O próprio Presidente da República, José Eduardo dos Santos, defendeu, num discurso ao Comité Central do MPLA, a 2 de julho, a acusação de tentativa de golpe de Estado, comparando o sucedido com os acontecimentos de 27 de maio de 1977, na sequência dos quais o regime de Agostinho Neto desencadeou uma vaga repressiva, de extrema violência, que custou a vida de milhares de angolanos.
Greve de fome
Em 21 de setembro, Luaty Beirão iniciou uma greve de fome para que seja aplicado o direito dele e dos outros detidos de aguardar o julgamento em Liberdade. Ao fim de 28 dias, teme-se pela sua vida. Outro preso, Albano Bingobingo está há 10 dias também em greve de fome. As denúncias afirmam que “Os olhos do Bingobingo já estão bem fundos. Ele está muito doente, tem a perna inflamada e está praticamente encarcerado numa pocilga humana, sem qualquer assistência médica ou medicamentosa”.

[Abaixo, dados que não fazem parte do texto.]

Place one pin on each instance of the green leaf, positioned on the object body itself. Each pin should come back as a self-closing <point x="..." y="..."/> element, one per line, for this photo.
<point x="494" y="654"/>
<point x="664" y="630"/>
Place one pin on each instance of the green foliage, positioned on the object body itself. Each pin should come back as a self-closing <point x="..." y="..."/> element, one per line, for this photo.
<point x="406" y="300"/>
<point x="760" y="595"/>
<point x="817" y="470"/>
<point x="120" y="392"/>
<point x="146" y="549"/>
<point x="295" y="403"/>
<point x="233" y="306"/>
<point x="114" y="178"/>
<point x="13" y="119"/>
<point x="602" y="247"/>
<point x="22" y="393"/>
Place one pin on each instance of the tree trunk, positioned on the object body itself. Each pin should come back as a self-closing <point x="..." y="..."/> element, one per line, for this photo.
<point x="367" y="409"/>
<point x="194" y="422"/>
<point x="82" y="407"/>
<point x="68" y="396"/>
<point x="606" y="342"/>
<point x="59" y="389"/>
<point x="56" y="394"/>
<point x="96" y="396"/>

A prisão dos 15 jovens desencadeou um enorme movimento de solidariedade a partir das redes sociais. Alguns dos mais ativos elementos são muito conhecidos na vida cultural angolana, como o ator Orlando Sérgio, o primeiro negro a representar o Othelo em Portugal; o artista plástico Kiluangi kia Henda, o escritor Ondjaki, o fotógrafo Rui Sérgio Afonso, os músicos Pedro Coquenão e Aline Frazão, a arquiteta e curadora Paula Nascimento e o cineasta Mário Bastos. Nos primeiros vídeos produzidos pelo grupo participaram personalidades angolanas como os músicos Kalaf Epalanga e Paulo Flores, o artista plástico Nastio Mosquito, e ainda figuras públicas de outras nacionalidades, como o escritor moçambicano Mia Couto, o cantor e compositor brasileiro Chico César, ou a espanhola Pilar del Rio, presidente da Fundação Saramago.
Como diz o escritor José Eduardo Agualusa, num artigo do Expresso, “a cada hora que passa, à medida que se deteriora o estado de saúde de Luaty, deteriora-se também a imagem de José Eduardo dos Santos”.
“E só uma mente entorpecida, com 30 anos de anestesia
É incapaz de encontrar UM angolano de alternativa.
Mas que porra de país sem perspetiva,
Que acha que sem o zé escorregamos na ravina.
E ver quem engrossa o coro é o mais angustiante,
Pois lá estão os diplomados cantando "instabilidade"!
Mas a instabilidade só quem pode promover,
É a irresponsabilidade de quem se agarra no poder.
E nem consegue mais fingir que não sabe aceitar crítica,
Vai logo reagir, punindo com raiva e malícia
E o que se está a conseguir com a constituição atípica
É metê-la ao mesmo nível do que um livro do Patinhas!”